First, you could build an indexed set of FASTA files for all of your chromosomes using samtools.
Second, you can use tools in the BEDOPS suite (for example) along with awk to generate a BED file containing coordinates for regions upstream of genes ("promoters") and retrieve FASTA sequences of the upstream regions.
Third, you can use these sequences with a discovery tool like MEME or Homer to search for motifs, or WebLogo to generate sequence logos.
1) Say you are working with hg19
. Create a work directory where your FASTA files and index files will go:
$ cd /foo/bar/baz
$ wget 'ftp://hgdownload.cse.ucsc.edu/goldenPath/hg19/chromosomes/*.fa.gz'
$ for fn in `ls *.fa.gz`; do gunzip $fn; done
$ for fn in `ls *.fa`; do samtools faidx $fn; done
2) Use tools like BEDOPS gff2bed and bedops to convert gene annotations to BED format, and retrieve regions up to 35 bases upstream of the gene start position. Your annotations file would come from GENCODE, RefSeq, etc.
For example:
$ wget -qO- ftp://ftp.sanger.ac.uk/pub/gencode/Gencode_human/release_21/gencode.v21.annotation.gff3.gz \
| gunzip --stdout - \
| gff2bed - \
| grep -w 'gene' - \
| cut -f1-6 - \
> genes.bed
You might even take a smaller subset of annotations, depending on your genes of interest, such as what is described in your publication of interest.

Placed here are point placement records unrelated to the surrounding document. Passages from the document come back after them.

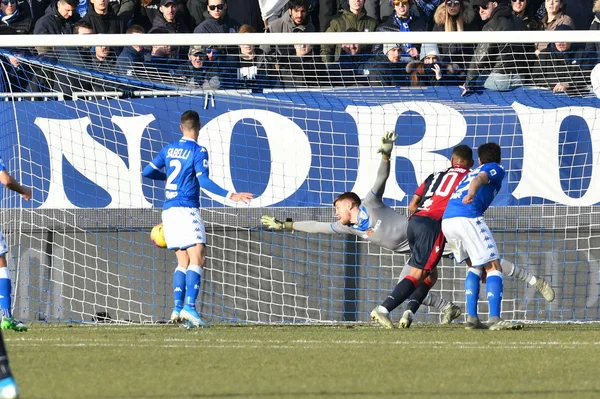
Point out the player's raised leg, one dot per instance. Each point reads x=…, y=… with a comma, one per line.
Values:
x=511, y=270
x=8, y=386
x=193, y=279
x=8, y=321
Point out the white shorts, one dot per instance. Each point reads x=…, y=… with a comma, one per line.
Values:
x=470, y=238
x=183, y=227
x=3, y=246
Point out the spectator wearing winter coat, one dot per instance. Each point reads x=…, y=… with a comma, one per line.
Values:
x=294, y=20
x=58, y=19
x=455, y=16
x=16, y=16
x=353, y=16
x=495, y=65
x=555, y=16
x=403, y=20
x=103, y=19
x=132, y=57
x=593, y=48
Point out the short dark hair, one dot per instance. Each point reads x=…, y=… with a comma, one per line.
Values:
x=463, y=152
x=489, y=152
x=72, y=3
x=348, y=195
x=82, y=24
x=190, y=119
x=293, y=4
x=135, y=29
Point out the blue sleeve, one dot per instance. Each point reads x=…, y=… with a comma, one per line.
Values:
x=210, y=185
x=494, y=171
x=152, y=170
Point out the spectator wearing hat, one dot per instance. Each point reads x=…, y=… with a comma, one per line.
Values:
x=58, y=19
x=387, y=69
x=294, y=20
x=564, y=67
x=132, y=57
x=379, y=10
x=496, y=65
x=168, y=19
x=555, y=15
x=428, y=71
x=455, y=16
x=403, y=20
x=16, y=16
x=523, y=10
x=103, y=19
x=200, y=72
x=425, y=10
x=352, y=16
x=593, y=48
x=218, y=20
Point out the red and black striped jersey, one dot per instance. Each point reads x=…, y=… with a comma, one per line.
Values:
x=436, y=190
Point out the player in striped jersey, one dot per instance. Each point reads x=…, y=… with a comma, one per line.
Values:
x=372, y=220
x=425, y=238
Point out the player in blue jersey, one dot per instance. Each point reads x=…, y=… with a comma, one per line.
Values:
x=8, y=386
x=186, y=164
x=471, y=240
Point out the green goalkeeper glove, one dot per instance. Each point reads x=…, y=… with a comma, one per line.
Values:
x=387, y=143
x=275, y=224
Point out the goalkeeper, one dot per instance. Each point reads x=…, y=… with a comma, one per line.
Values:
x=375, y=222
x=379, y=224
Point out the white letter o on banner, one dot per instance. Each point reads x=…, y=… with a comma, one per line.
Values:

Then split the master list of gene elements by strand:
$ awk '$6=="+"' genes.bed > genes.for.bed
$ awk '$6=="-"' genes.bed > genes.rev.bed
Then do bedops --range operations in a stranded manner to get upstream promoter regions:
$ awk '{print $1"\t"$2"\t"($2+1)"\t"$4"\t"$5"\t"$6}' genes.for.bed | bedops --range -35:0 --everything - > genes.for.start.upstream.bed
$ awk '{print $1"\t"$3"\t"($3+1)"\t"$4"\t"$5"\t"$6}' genes.rev.bed | bedops --range 0:35 --everything - > genes.rev.start.upstream.bed
We need to do per-strand operations, because the start of a gene on a reverse-stranded annotation is usually at the stop position of a BED element. What is upstream of a reverse-stranded annotation is downstream of a forward-stranded element, and vice versa.
Now that we have the upstream regions, we can convert them to FASTA via a Perl script that calls samtools against the indexed reference sequence.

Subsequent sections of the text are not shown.